# Panoptix



## die4irish (Jun 8, 2004)

anybody drop some serious coin on this? curious how well it really works


----------



## Shortdrift (Apr 5, 2004)

I thought about it and really don't see the need for my degree of expertise and the enjoyment I get out of Sonar and Down/Side scan.


----------



## Rooster (Apr 8, 2004)

I got the Panoptix ice bundle, but have only used it 3 times almost exclusively in DownVu from the kayak. I’m still getting familiar with the unit, but a little disappointed in my ability to see a 1/16oz jig while stationary among the screen clutter (no problems when the jig is moving). Also, the inability to zoom in on a specific range is frustrating, and I don’t understand why they did not include that feature. Hopefully it is a software fix. 

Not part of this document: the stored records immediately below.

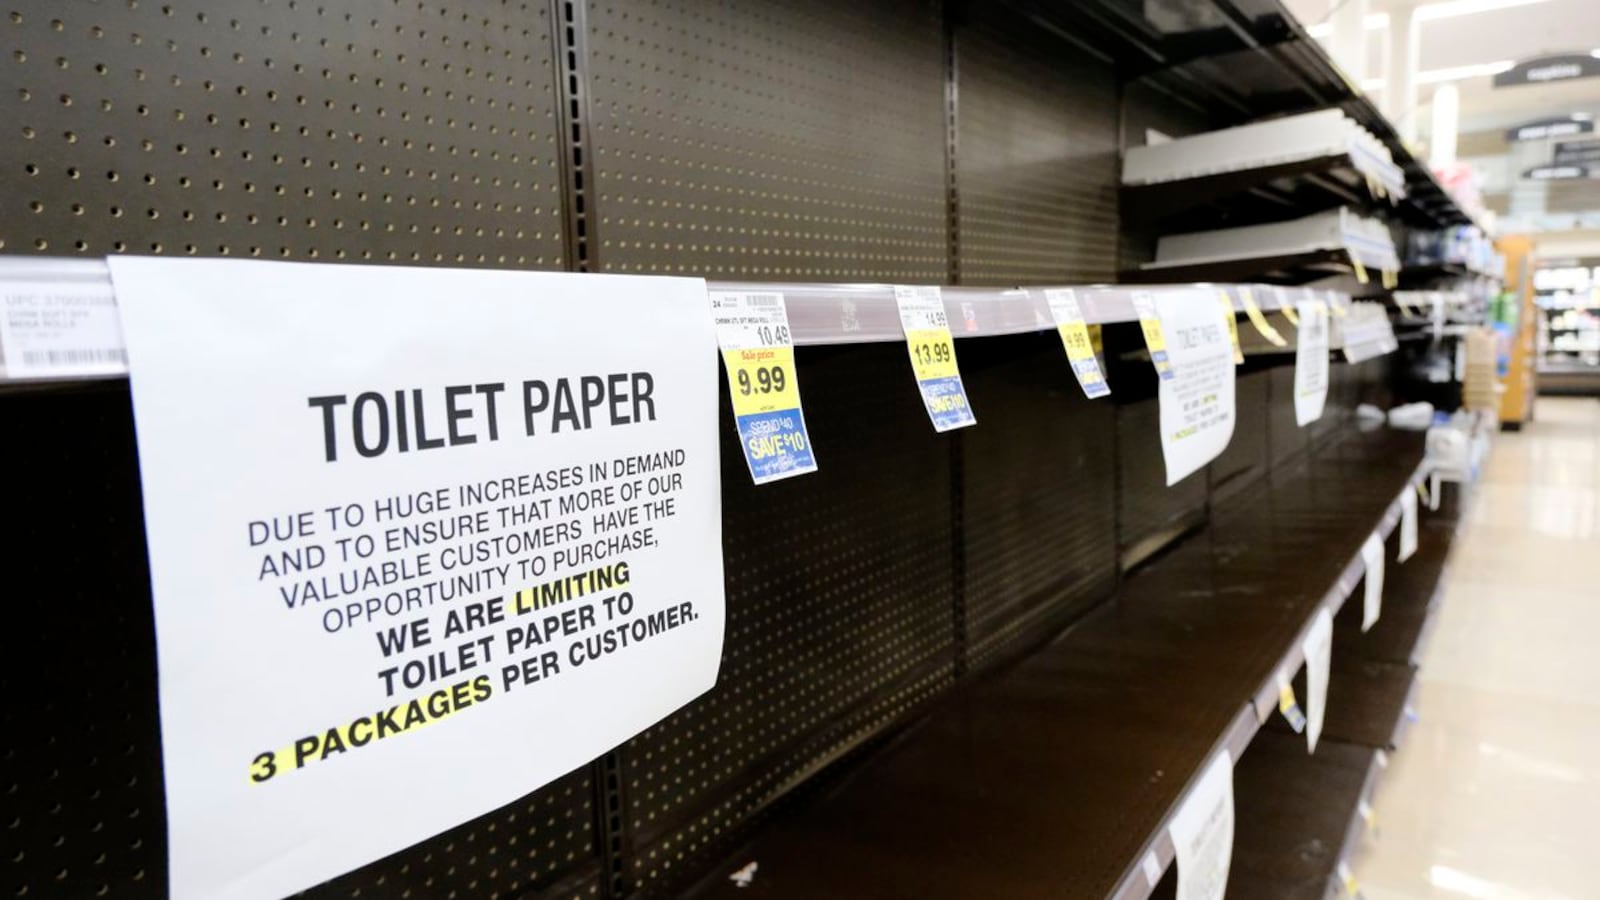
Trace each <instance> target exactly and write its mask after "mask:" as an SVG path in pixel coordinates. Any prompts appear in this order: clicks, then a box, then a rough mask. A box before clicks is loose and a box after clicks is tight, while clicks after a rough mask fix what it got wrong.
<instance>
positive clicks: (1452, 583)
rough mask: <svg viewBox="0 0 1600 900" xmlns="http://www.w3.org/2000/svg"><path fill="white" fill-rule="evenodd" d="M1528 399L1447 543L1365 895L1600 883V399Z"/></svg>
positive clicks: (1493, 458)
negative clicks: (1410, 724)
mask: <svg viewBox="0 0 1600 900" xmlns="http://www.w3.org/2000/svg"><path fill="white" fill-rule="evenodd" d="M1536 415H1538V421H1536V423H1534V424H1530V426H1528V428H1526V429H1525V431H1523V432H1520V434H1514V432H1507V434H1501V436H1499V437H1498V439H1496V442H1494V450H1493V456H1491V460H1490V464H1488V468H1486V472H1485V476H1483V479H1482V482H1480V484H1478V490H1477V496H1475V500H1474V508H1472V511H1470V519H1469V524H1467V527H1466V530H1464V533H1462V535H1461V538H1459V540H1458V543H1456V548H1454V552H1453V556H1451V559H1450V567H1448V570H1446V581H1445V597H1443V607H1442V609H1440V610H1438V613H1437V615H1438V621H1437V623H1435V628H1434V634H1432V639H1430V642H1429V644H1427V647H1426V652H1424V657H1422V669H1421V689H1419V697H1418V706H1416V709H1418V713H1419V719H1418V722H1416V724H1414V725H1413V727H1411V730H1410V732H1408V733H1406V735H1405V737H1403V745H1402V746H1400V751H1398V753H1395V754H1394V756H1392V762H1390V765H1389V770H1387V772H1386V773H1384V775H1382V778H1381V780H1379V786H1378V794H1376V802H1374V807H1376V812H1378V833H1376V834H1373V833H1371V831H1368V833H1366V836H1365V838H1363V839H1362V846H1360V849H1358V852H1357V857H1355V873H1357V879H1358V881H1360V886H1362V892H1363V894H1365V895H1366V898H1368V900H1398V898H1406V900H1410V898H1419V897H1451V898H1454V897H1470V898H1483V900H1522V898H1557V897H1560V898H1579V897H1595V895H1597V887H1595V871H1597V866H1600V863H1597V850H1595V847H1594V820H1595V809H1600V754H1595V749H1594V748H1597V746H1600V653H1597V652H1595V642H1597V637H1595V636H1597V634H1600V402H1597V400H1594V399H1549V397H1546V399H1541V400H1539V405H1538V413H1536Z"/></svg>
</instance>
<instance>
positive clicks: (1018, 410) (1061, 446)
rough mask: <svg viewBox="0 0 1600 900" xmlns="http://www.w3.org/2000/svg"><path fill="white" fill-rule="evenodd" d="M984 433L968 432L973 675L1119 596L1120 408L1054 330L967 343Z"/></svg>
mask: <svg viewBox="0 0 1600 900" xmlns="http://www.w3.org/2000/svg"><path fill="white" fill-rule="evenodd" d="M960 362H962V372H963V381H965V383H966V388H968V392H970V396H971V402H973V410H976V413H978V416H979V423H981V428H973V429H970V431H966V432H963V434H962V488H963V504H962V509H963V516H962V533H963V538H965V575H966V577H965V609H966V613H965V615H966V623H965V625H966V641H968V660H970V665H971V668H974V669H976V668H981V666H986V665H990V663H997V661H1003V660H1005V658H1008V657H1010V655H1014V652H1016V650H1026V649H1027V647H1029V645H1032V644H1035V642H1037V641H1038V639H1042V637H1045V636H1048V634H1050V633H1051V631H1053V629H1056V628H1059V626H1061V625H1064V623H1067V621H1069V620H1070V618H1072V617H1075V615H1078V613H1082V612H1083V610H1085V609H1088V607H1090V605H1091V604H1094V602H1096V601H1099V599H1102V597H1104V596H1106V594H1109V591H1110V585H1112V577H1114V572H1115V565H1117V522H1115V516H1117V508H1115V452H1117V448H1115V442H1114V437H1115V436H1114V428H1115V416H1117V413H1115V407H1114V405H1112V404H1110V402H1109V400H1088V399H1086V397H1083V391H1082V389H1080V388H1078V384H1077V381H1075V380H1074V376H1072V372H1070V370H1069V368H1067V364H1066V352H1064V351H1062V348H1061V340H1059V338H1058V336H1056V335H1054V333H1037V335H1019V336H1014V338H1003V340H994V341H966V343H963V344H962V346H960Z"/></svg>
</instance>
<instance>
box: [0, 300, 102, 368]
mask: <svg viewBox="0 0 1600 900" xmlns="http://www.w3.org/2000/svg"><path fill="white" fill-rule="evenodd" d="M0 354H3V356H5V375H6V376H8V378H64V376H83V375H122V373H123V372H126V370H128V357H126V354H125V352H123V344H122V327H120V325H118V323H117V296H115V293H112V290H110V283H107V282H102V280H101V282H94V280H83V282H75V280H53V282H43V280H0Z"/></svg>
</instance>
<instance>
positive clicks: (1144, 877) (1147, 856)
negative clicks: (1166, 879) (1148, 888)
mask: <svg viewBox="0 0 1600 900" xmlns="http://www.w3.org/2000/svg"><path fill="white" fill-rule="evenodd" d="M1139 868H1142V870H1144V881H1147V882H1150V890H1155V886H1157V884H1160V882H1162V874H1163V873H1162V863H1160V860H1157V858H1155V850H1150V852H1149V854H1144V858H1142V860H1139Z"/></svg>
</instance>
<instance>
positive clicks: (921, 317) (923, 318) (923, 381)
mask: <svg viewBox="0 0 1600 900" xmlns="http://www.w3.org/2000/svg"><path fill="white" fill-rule="evenodd" d="M894 304H896V306H899V314H901V328H902V330H904V331H906V349H907V351H909V352H910V367H912V372H915V375H917V388H920V389H922V400H923V404H925V405H926V407H928V418H930V420H933V428H934V429H936V431H950V429H955V428H966V426H970V424H976V423H978V420H976V418H974V416H973V408H971V405H970V404H968V402H966V388H965V386H963V384H962V373H960V370H958V368H957V367H955V341H952V340H950V323H949V320H947V319H946V315H944V298H942V296H941V295H939V288H938V287H907V285H894Z"/></svg>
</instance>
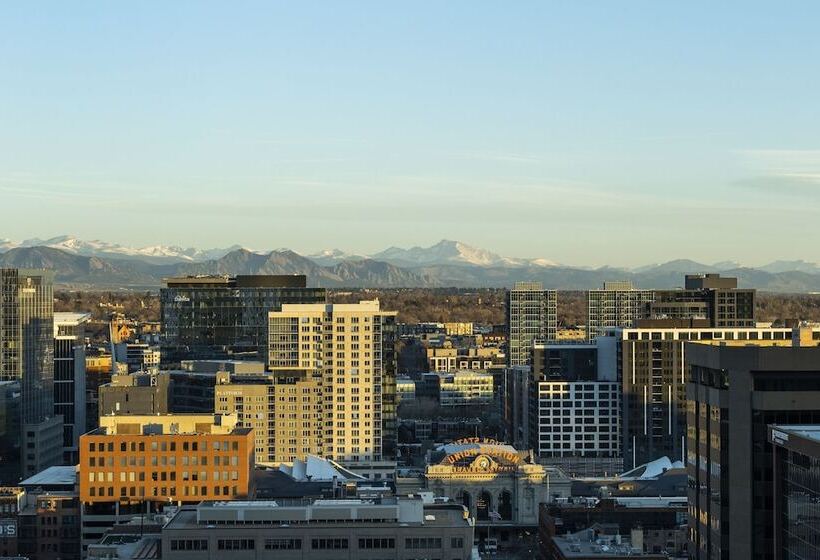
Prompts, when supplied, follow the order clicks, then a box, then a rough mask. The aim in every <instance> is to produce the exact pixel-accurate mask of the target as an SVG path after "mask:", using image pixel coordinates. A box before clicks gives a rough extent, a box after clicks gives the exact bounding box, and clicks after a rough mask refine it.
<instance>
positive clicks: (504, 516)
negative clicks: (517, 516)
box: [498, 490, 512, 521]
mask: <svg viewBox="0 0 820 560" xmlns="http://www.w3.org/2000/svg"><path fill="white" fill-rule="evenodd" d="M498 514H499V515H500V516H501V520H502V521H512V494H511V493H510V491H509V490H503V491H502V492H501V494H499V495H498Z"/></svg>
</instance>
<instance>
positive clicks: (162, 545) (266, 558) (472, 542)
mask: <svg viewBox="0 0 820 560" xmlns="http://www.w3.org/2000/svg"><path fill="white" fill-rule="evenodd" d="M474 534H475V526H474V523H473V520H472V519H471V518H469V516H467V514H466V512H465V511H464V508H463V507H461V506H460V505H456V504H428V505H425V504H424V503H423V502H422V499H421V498H419V497H409V498H381V499H373V500H362V499H347V500H315V501H312V502H309V503H304V502H303V501H302V500H299V501H296V502H295V503H288V502H286V501H283V500H277V501H275V502H274V501H255V502H237V503H229V502H217V503H214V502H204V503H202V504H200V505H199V506H197V507H196V508H183V509H181V510H180V511H179V512H177V514H176V515H175V516H174V517H173V518H172V519H171V520H170V521H169V522H168V523H167V524H166V525H165V526H164V527H163V529H162V558H163V559H165V560H205V559H220V560H222V559H224V560H231V559H237V560H239V559H243V560H247V559H249V558H255V559H270V560H291V559H292V560H297V559H298V560H314V559H315V560H330V559H343V558H344V559H350V560H356V559H360V558H361V559H368V558H372V559H391V560H414V559H420V558H446V559H448V560H470V558H471V554H472V547H473V537H474Z"/></svg>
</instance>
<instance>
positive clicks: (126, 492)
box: [78, 414, 254, 548]
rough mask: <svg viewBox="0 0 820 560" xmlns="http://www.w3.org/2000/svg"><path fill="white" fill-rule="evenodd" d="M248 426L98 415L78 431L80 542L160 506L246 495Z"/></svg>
mask: <svg viewBox="0 0 820 560" xmlns="http://www.w3.org/2000/svg"><path fill="white" fill-rule="evenodd" d="M253 449H254V446H253V431H252V430H251V429H249V428H239V427H236V416H221V415H214V414H210V415H207V414H191V415H186V414H168V415H158V416H157V415H154V416H102V417H100V427H99V428H98V429H97V430H94V431H92V432H89V433H87V434H85V435H83V436H82V437H81V438H80V464H79V467H78V469H79V473H78V474H79V486H80V502H81V507H82V542H83V547H84V548H85V547H87V546H88V545H89V544H92V543H96V542H98V541H99V539H100V538H101V537H102V536H103V534H104V533H105V531H106V530H107V529H110V528H111V527H113V526H114V525H115V524H116V523H119V522H126V521H128V520H130V519H131V518H132V517H134V516H137V515H142V514H146V513H152V512H156V511H161V510H162V509H163V508H164V506H166V505H180V504H189V503H199V502H200V501H202V500H209V499H213V500H232V499H235V498H244V497H247V496H248V494H249V489H250V480H251V472H252V470H253V468H254V451H253Z"/></svg>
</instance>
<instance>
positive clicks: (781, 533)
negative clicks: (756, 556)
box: [768, 424, 820, 560]
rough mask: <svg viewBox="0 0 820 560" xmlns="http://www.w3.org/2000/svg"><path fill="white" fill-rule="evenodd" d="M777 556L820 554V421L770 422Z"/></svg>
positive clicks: (776, 548) (789, 557)
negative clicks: (779, 423) (770, 422)
mask: <svg viewBox="0 0 820 560" xmlns="http://www.w3.org/2000/svg"><path fill="white" fill-rule="evenodd" d="M768 432H769V443H771V444H772V451H773V457H774V462H773V464H772V470H773V476H772V478H773V479H774V487H773V489H772V492H773V494H774V558H775V560H786V559H789V558H820V424H813V425H802V426H801V425H792V424H785V425H773V426H769V430H768Z"/></svg>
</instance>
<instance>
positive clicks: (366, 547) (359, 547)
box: [359, 538, 396, 549]
mask: <svg viewBox="0 0 820 560" xmlns="http://www.w3.org/2000/svg"><path fill="white" fill-rule="evenodd" d="M359 548H360V549H371V548H396V539H382V538H372V539H371V538H367V539H359Z"/></svg>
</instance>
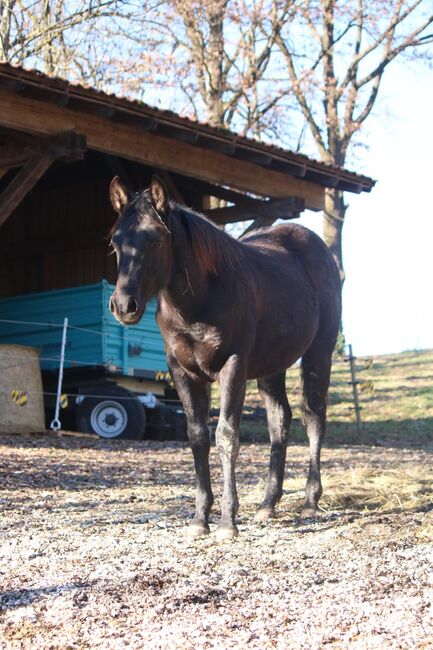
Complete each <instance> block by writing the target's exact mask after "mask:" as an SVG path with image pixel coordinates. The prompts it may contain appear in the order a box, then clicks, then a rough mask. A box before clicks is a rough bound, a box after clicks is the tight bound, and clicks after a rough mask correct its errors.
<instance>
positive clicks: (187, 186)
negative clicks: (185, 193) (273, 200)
mask: <svg viewBox="0 0 433 650" xmlns="http://www.w3.org/2000/svg"><path fill="white" fill-rule="evenodd" d="M182 187H186V188H187V189H188V190H192V191H195V192H197V193H199V194H202V196H215V197H216V198H217V199H223V201H227V202H228V203H236V205H249V204H251V203H254V202H255V201H256V199H254V198H252V197H251V196H248V195H247V194H242V193H241V192H235V191H234V190H232V189H228V188H227V187H221V186H220V185H213V184H212V183H206V182H205V181H200V180H197V179H191V178H187V177H183V178H182Z"/></svg>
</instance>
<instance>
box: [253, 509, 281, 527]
mask: <svg viewBox="0 0 433 650" xmlns="http://www.w3.org/2000/svg"><path fill="white" fill-rule="evenodd" d="M275 517H276V515H275V510H274V508H259V509H258V510H257V512H256V514H255V516H254V522H255V523H256V524H262V523H263V522H265V521H268V519H275Z"/></svg>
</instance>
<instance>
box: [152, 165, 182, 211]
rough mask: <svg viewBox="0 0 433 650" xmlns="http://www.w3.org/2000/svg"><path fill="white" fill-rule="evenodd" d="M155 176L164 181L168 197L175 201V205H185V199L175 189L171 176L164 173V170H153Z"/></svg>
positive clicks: (166, 171)
mask: <svg viewBox="0 0 433 650" xmlns="http://www.w3.org/2000/svg"><path fill="white" fill-rule="evenodd" d="M155 171H156V173H157V174H159V175H160V176H161V178H162V180H163V181H164V183H165V184H166V185H167V189H168V193H169V195H170V197H171V198H172V199H173V200H174V201H176V203H179V204H180V205H186V203H185V199H184V198H183V196H182V194H181V193H180V191H179V188H178V187H177V185H176V183H175V182H174V180H173V178H172V177H171V175H170V174H169V173H168V172H167V171H165V170H164V169H157V170H155Z"/></svg>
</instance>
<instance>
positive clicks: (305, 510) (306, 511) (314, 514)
mask: <svg viewBox="0 0 433 650" xmlns="http://www.w3.org/2000/svg"><path fill="white" fill-rule="evenodd" d="M316 512H317V511H316V508H312V507H311V506H307V507H306V508H302V510H301V519H315V517H316Z"/></svg>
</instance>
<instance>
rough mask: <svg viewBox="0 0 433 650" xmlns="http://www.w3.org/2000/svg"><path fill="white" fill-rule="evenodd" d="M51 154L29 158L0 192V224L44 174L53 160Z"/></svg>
mask: <svg viewBox="0 0 433 650" xmlns="http://www.w3.org/2000/svg"><path fill="white" fill-rule="evenodd" d="M53 160H54V158H52V157H51V156H41V157H40V158H36V159H33V160H29V161H28V162H27V163H26V164H25V165H24V167H23V168H22V169H20V171H19V172H18V173H17V175H16V176H15V177H14V178H13V179H12V181H11V182H10V183H9V185H8V186H7V187H6V189H5V190H4V191H3V192H2V194H0V226H2V225H3V224H4V222H5V221H6V219H7V218H8V217H9V215H10V214H11V213H12V212H13V211H14V210H15V208H16V207H17V205H19V204H20V203H21V201H22V200H23V198H24V197H25V196H26V194H27V193H28V192H29V191H30V190H31V189H32V187H33V186H34V185H35V184H36V183H37V182H38V180H39V179H40V178H41V176H43V175H44V174H45V172H46V171H47V169H48V167H49V166H50V165H51V163H52V162H53Z"/></svg>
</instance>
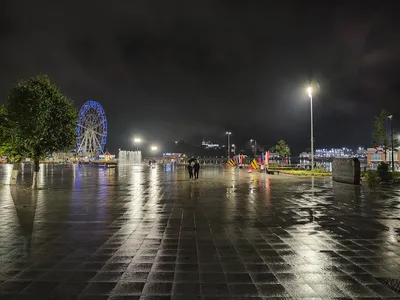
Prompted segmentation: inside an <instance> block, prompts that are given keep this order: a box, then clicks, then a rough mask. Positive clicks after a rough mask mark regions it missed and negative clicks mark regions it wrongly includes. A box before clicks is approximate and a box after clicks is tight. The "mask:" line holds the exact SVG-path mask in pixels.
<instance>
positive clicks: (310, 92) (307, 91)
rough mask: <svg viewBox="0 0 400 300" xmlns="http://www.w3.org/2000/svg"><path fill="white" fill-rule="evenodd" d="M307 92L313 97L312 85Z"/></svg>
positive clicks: (309, 95) (310, 96)
mask: <svg viewBox="0 0 400 300" xmlns="http://www.w3.org/2000/svg"><path fill="white" fill-rule="evenodd" d="M307 92H308V97H312V87H311V86H309V87H308V88H307Z"/></svg>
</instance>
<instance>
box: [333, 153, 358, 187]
mask: <svg viewBox="0 0 400 300" xmlns="http://www.w3.org/2000/svg"><path fill="white" fill-rule="evenodd" d="M360 177H361V170H360V161H359V160H358V158H335V159H334V160H333V162H332V179H333V180H334V181H337V182H343V183H350V184H360Z"/></svg>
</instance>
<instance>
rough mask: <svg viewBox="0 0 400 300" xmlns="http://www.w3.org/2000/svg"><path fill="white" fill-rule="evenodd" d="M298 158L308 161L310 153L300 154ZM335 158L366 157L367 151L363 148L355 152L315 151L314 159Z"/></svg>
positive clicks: (343, 151)
mask: <svg viewBox="0 0 400 300" xmlns="http://www.w3.org/2000/svg"><path fill="white" fill-rule="evenodd" d="M299 157H300V158H303V159H309V158H311V152H302V153H300V155H299ZM335 157H359V158H365V157H367V150H366V149H365V148H363V147H359V148H358V149H357V150H356V152H354V151H353V150H352V149H350V148H346V147H343V148H331V149H325V148H323V149H316V150H315V153H314V158H320V159H323V158H335Z"/></svg>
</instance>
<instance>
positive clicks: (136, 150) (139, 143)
mask: <svg viewBox="0 0 400 300" xmlns="http://www.w3.org/2000/svg"><path fill="white" fill-rule="evenodd" d="M141 141H142V140H141V139H140V138H134V139H133V142H134V143H135V145H136V151H138V150H139V144H140V142H141Z"/></svg>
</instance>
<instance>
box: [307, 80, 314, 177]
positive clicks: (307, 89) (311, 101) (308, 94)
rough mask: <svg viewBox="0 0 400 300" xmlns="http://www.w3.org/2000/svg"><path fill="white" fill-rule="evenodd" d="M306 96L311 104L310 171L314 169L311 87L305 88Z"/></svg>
mask: <svg viewBox="0 0 400 300" xmlns="http://www.w3.org/2000/svg"><path fill="white" fill-rule="evenodd" d="M307 92H308V97H310V105H311V171H314V125H313V116H312V87H310V86H309V87H308V88H307Z"/></svg>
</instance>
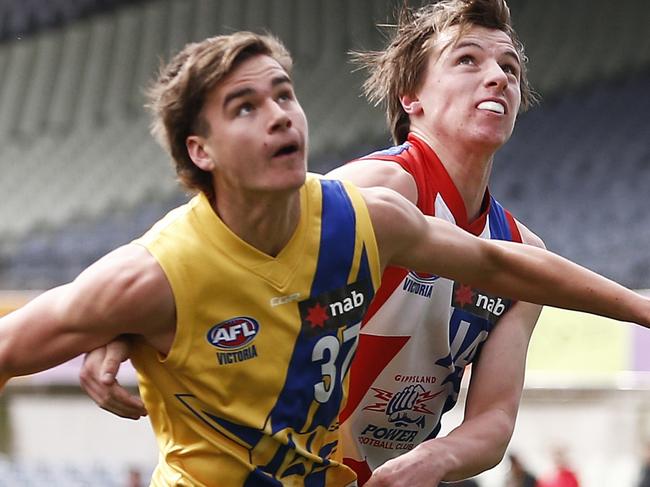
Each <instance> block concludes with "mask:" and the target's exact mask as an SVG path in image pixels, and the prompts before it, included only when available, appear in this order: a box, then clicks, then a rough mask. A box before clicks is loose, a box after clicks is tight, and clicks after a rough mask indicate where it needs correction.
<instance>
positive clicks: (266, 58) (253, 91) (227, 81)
mask: <svg viewBox="0 0 650 487" xmlns="http://www.w3.org/2000/svg"><path fill="white" fill-rule="evenodd" d="M285 83H286V84H291V78H290V77H289V75H288V74H287V72H286V70H285V69H284V68H283V67H282V66H281V65H280V63H279V62H278V61H277V60H276V59H274V58H273V57H271V56H269V55H266V54H258V55H255V56H252V57H250V58H248V59H245V60H244V61H242V62H241V63H239V64H238V65H237V66H235V67H234V68H233V69H232V71H231V72H230V73H228V74H227V75H226V76H225V77H224V79H223V80H221V82H220V83H219V84H218V85H217V86H216V87H215V89H214V91H213V92H212V94H211V96H210V98H211V100H212V101H220V102H221V103H224V102H227V101H228V100H229V99H231V98H232V97H233V96H237V95H238V94H239V93H242V92H251V91H252V92H255V91H261V90H265V89H269V88H272V87H273V86H276V85H278V84H285Z"/></svg>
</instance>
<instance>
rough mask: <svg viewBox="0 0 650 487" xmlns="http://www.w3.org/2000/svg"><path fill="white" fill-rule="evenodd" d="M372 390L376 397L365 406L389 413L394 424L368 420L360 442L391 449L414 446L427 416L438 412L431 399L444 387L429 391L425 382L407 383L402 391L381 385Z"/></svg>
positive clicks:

However, even with my inexperience and the issues above, it is the single most impressive sonar I have ever used. It is a true 2D live perspective vs the 1D live + history with traditional sonar. The ability to identify the horizontal orientation of a live target in DownVu within a wide cone angle is incredible (not to mention the fish finding capabilities in ForwardVu). I don’t know that it is a huge leap in identifying structure, but the ability to search in ForwardVu and identify the horizontal orientation of a live target is a game changer for video game fishermen like me.


----------